How to read the SubjectAlternativeName from a PKCS10 request

A while ago I needed to programmatically read the SubjectAlternativeName (DNS) provided in certificate requests, to be able to validate the format of the DNS name.

I tried to do it this way, but unfortunately it didn’t work.
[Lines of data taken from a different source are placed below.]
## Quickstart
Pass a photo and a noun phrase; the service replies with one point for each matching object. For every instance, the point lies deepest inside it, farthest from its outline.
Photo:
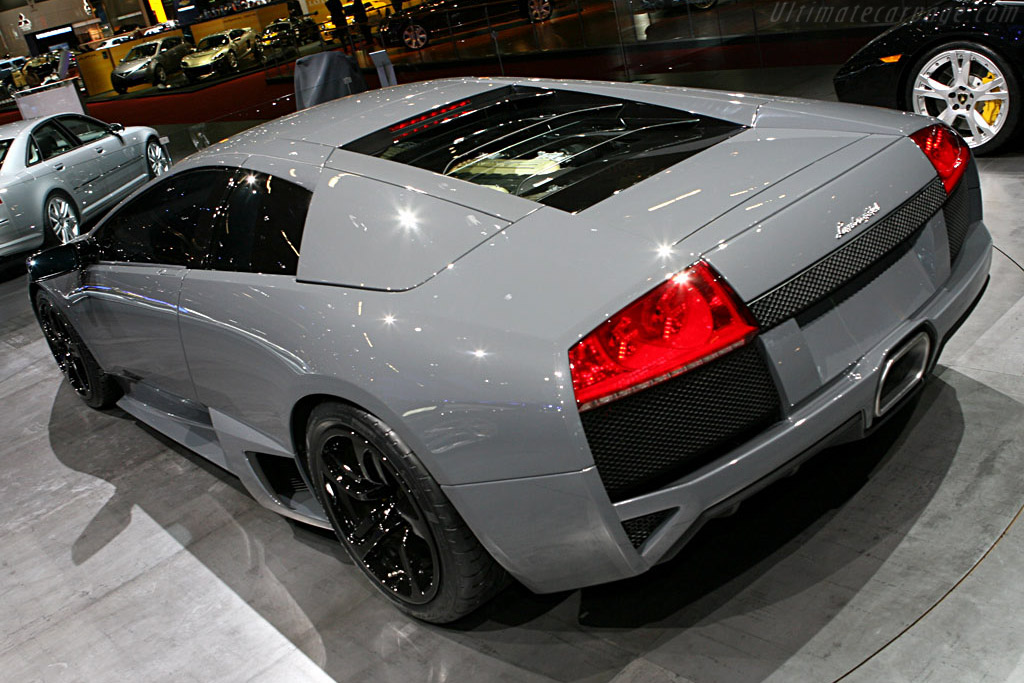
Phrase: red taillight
(679, 325)
(947, 152)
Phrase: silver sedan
(57, 171)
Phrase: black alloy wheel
(76, 363)
(392, 518)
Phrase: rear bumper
(562, 531)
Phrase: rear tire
(80, 369)
(393, 519)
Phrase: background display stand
(56, 97)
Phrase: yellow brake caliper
(990, 111)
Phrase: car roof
(15, 127)
(341, 121)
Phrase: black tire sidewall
(1009, 130)
(103, 391)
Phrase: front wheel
(60, 218)
(157, 160)
(81, 371)
(970, 88)
(393, 519)
(415, 37)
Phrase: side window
(261, 230)
(51, 141)
(86, 130)
(34, 157)
(169, 222)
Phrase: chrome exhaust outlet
(904, 369)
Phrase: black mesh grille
(647, 439)
(956, 220)
(640, 528)
(842, 265)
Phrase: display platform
(898, 558)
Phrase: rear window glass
(565, 150)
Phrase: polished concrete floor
(123, 557)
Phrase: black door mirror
(64, 258)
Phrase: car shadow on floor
(758, 586)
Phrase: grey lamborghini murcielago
(546, 329)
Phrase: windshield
(211, 42)
(141, 51)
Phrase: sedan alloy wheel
(415, 37)
(539, 10)
(61, 218)
(156, 159)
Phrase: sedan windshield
(141, 51)
(211, 42)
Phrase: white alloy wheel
(969, 91)
(61, 218)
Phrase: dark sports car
(542, 328)
(958, 61)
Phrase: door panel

Altough it should, by reading the documentation on MSDN.

Here’s the C# code:

string ReadDnsSan(CX509CertificateRequestPkcs10 request)
{
...
foreach (IX509Extension ext in request.X509Extensions)
{
var san = ext as IX509ExtensionAlternativeNames;
// san will always be null
}
...
}

The way I finally managed to solve it, looks like this:

string ReadDnsSan(CX509CertificateRequestPkcs10 request)
{
const string OidSubjectAltName2 = "2.5.29.17";
foreach (IX509Extension ext in request.X509Extensions)
{
if (ext.ObjectId.Value == OidSubjectAltName2)
{
CX509ExtensionAlternativeNames extensionAlternativeNames = new CX509ExtensionAlternativeNames();
extensionAlternativeNames.InitializeDecode(EncodingType.XCN_CRYPT_STRING_BINARY, ext.get_RawData(EncodingType.XCN_CRYPT_STRING_BINARY));
foreach (CAlternativeName alternativeName in extensionAlternativeNames.AlternativeNames)
{
if (alternativeName.Type == AlternativeNameType.XCN_CERT_ALT_NAME_DNS_NAME)
{
dnsName = alternativeName.strValue;
}
}
}
}
...
}

Finally got some spare time to publish my first post! I hope you enjoy it!